According to the documentation of xGGSVD3 size(C, 2) should equal rank([A; B]), which would be min(m1+m2,r) == 2 in exact arithmetic. However, in the preprocessing step (xGGSVP3) B is first changed to B = V * [0 B12; 0 0] * Z' using QR with pivoting, a rank decision, and an RQ decomposition. Then A is updated and partitioned such that [A11 A12] = A * Z', and the whole QR+pivoting, rank decision, and RQ thing is repeated for A11. This roughly results in rank([A; B]) being computed as rank(A11) + rank(B12), which may be 3 because QR with pivoting isn't as good for rank decisions as the SVD and because rank decisions are ill-posed anyway.

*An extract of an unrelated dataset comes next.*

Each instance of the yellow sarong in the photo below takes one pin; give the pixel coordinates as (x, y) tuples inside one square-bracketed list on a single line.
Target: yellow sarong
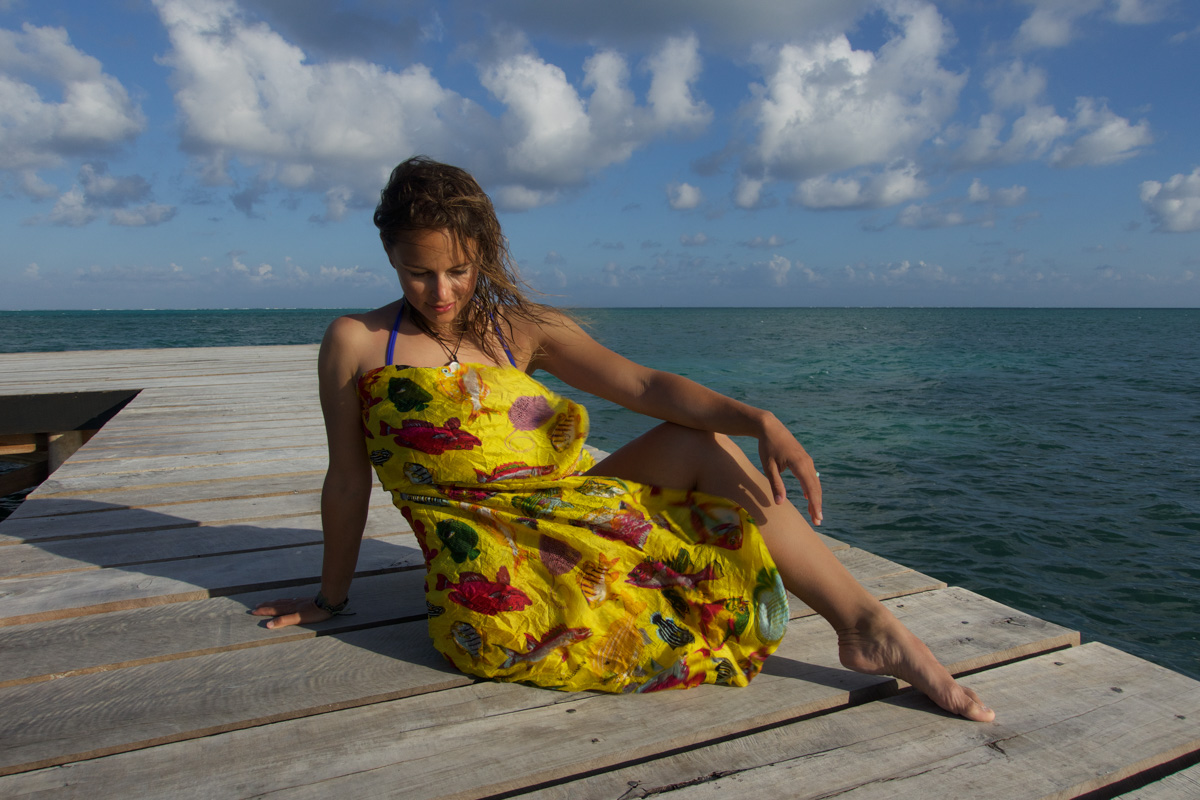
[(539, 573)]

The problem with xTGSJA also has to do with floating-point woes, but is unrelated otherwise. For context, xTGSJA works on n-by-n upper-triangular matrices A and B, where B is additionally nonsingular, and iterates over a bunch of 2x2 subproblems. The routine stops iterating when the rows of A and B are approximately parallel (so that A * inv(B) is approximately diagonal). The tolerance used here is quite small, something like 2 * eps() * min(norm(A), norm(B)) for the 2x2 problem from this issue. This is a problem because xTGSJA uses xLAGS2 to solve the 2x2 subproblems, but the rows of the output of xLAGS2 aren't guaranteed to be THAT close to being parallel; see Bai and Demmel '93 for details.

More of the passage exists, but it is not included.